The man stayed there in that position for another minute, so silent that I questioned if he was still breathing.

When he growled loudly out of nowhere, I cringed and literally crawled away from his crouched form, which I could only picture pouncing on me at any moment to rip me open. This seemed to only anger him further, his eyes glowing so bright that they burned.

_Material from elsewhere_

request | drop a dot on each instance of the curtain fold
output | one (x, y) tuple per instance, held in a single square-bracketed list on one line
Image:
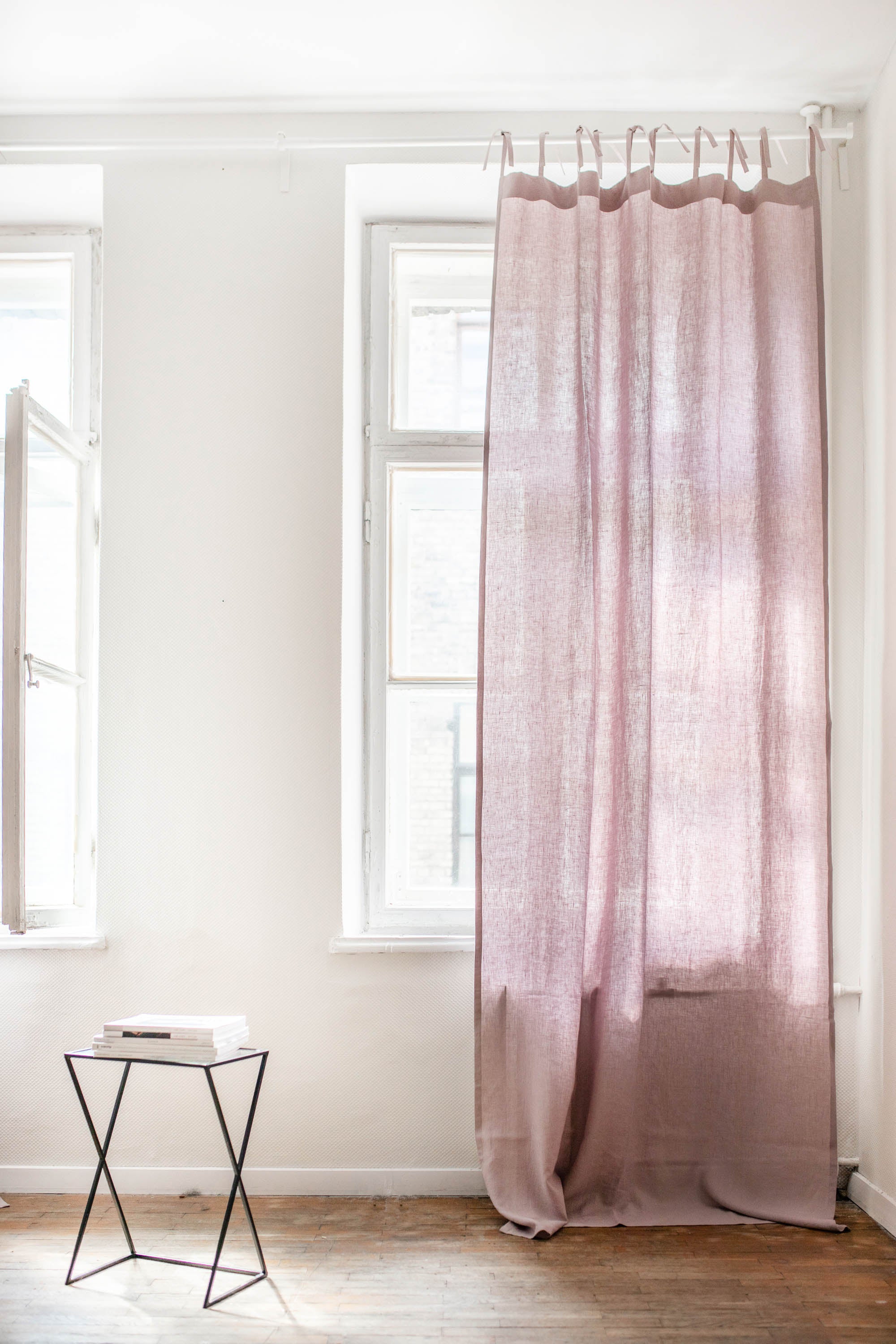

He stood up on strong legs without another word or glance and stormed out the door, slamming it behind him as he left and making me jump.

I covered my ears and heard something shatter outside and then followed by a door thrown open and slammed with such force that it had the walls shaking along with me.

Still crying, I lied slowly backwards onto the cold tiled floor and stared up at the small chandelier that impressively casted all the light inside the large room. I stayed there like that, staring at the ceiling with hot tears running down my temples, for what I guessed was another hour until I somehow closed my eyes and drifted off to sleep on that horribly uncomfortable floor.

I dreamt of Oriana, Tylem, Taylium, and I playing in the snow.